举例：SQL> select translate(‘abcdefga’,‘abc’,‘wo’) 返回值 from dual;
返回值
-------
wodefgw
分析：该语句要将’abcdefga’中的’abc’转换为’wo’,
由于’abc’中’a’对应’wo’中的’w’,
故将’abcdefga’中的’a’全部转换成’w’;
而’abc’中’b’对应’wo’中的’o’,
故将’abcdefga’中的’b’全部转换成’o’;
'abc’中的’c’在’wo’中没有与之对应的字符,
故将’abcdefga’中的’c’全部删除;
简单说来，就是将from中的字符转换为to中与之位置对应的字符，
若to中找不到与之对应的字符，返回值中的该字符将会被删除。
在实际的业务中，可以用来删除一些异常数据，
比如表a中的一个字段t_no表示电话号码，
而电话号码本身应该是一个由数字组成的字符串，
为了删除那些含有非数字的异常数据，
就用到了translate函数：
SQL> delete from a，
where length(translate(trim(a.t_no),
‘0123456789’ || a.t_no,
‘0123456789’)) <> length(trim(a.t_no));

2.replace

语法：REPLACE(char, search_string,replacement_string)
用法：将char中的字符串search_string全部转换为字符串replacement_string。

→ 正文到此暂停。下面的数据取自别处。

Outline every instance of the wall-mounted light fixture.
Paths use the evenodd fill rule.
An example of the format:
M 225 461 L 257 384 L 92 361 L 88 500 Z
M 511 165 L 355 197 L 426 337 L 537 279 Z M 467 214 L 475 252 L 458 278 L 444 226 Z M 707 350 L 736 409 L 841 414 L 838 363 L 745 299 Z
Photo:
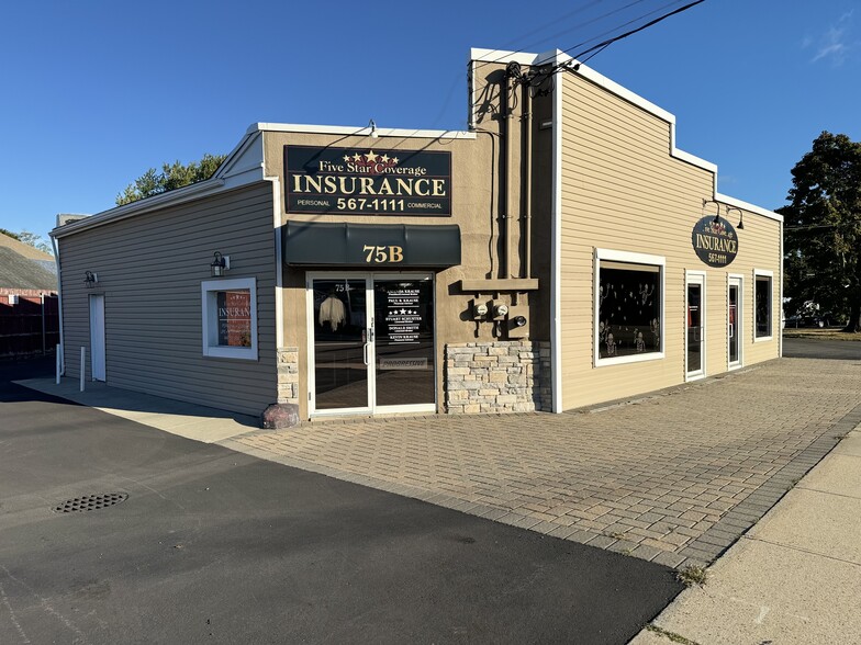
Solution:
M 737 208 L 736 206 L 727 206 L 727 216 L 729 215 L 730 211 L 738 211 L 738 228 L 739 230 L 745 230 L 745 212 L 741 208 Z
M 705 211 L 706 204 L 714 204 L 717 206 L 717 213 L 715 213 L 714 223 L 718 224 L 720 222 L 720 202 L 715 202 L 714 200 L 703 200 L 703 211 Z
M 222 256 L 219 251 L 215 251 L 213 256 L 214 259 L 212 260 L 212 264 L 210 264 L 210 271 L 212 272 L 213 278 L 221 278 L 224 275 L 224 272 L 231 268 L 231 257 Z

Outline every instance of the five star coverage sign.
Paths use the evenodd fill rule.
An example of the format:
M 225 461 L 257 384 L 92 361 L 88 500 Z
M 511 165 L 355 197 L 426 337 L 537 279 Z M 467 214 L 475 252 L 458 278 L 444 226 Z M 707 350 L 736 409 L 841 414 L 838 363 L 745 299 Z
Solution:
M 696 256 L 709 267 L 728 267 L 738 253 L 738 235 L 723 217 L 703 217 L 691 231 Z
M 451 152 L 284 146 L 288 213 L 451 215 Z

举例：SQL> select REPLACE(‘fgsgswsgs’, ‘fk’ ,‘j’) 返回值 from dual;
返回值
---------
fgsgswsgs

        SQL> select REPLACE('fgsgswsgs', 'sg' ,'eeerrrttt') 返回值 from dual;
        返回值
        -----------------------
        fgeeerrrtttsweeerrrttts

分析：第一个例子中由于’fgsgswsgs’中没有与’fk’匹配的字符串，
故返回值仍然是’fgsgswsgs’；
第二个例子中将’fgsgswsgs’中的字符串’sg’全部转换为’eeerrrttt’。

总结：综上所述，replace与translate都是替代函数，

只不过replace针对的是字符串，而translate针对的是单个字符。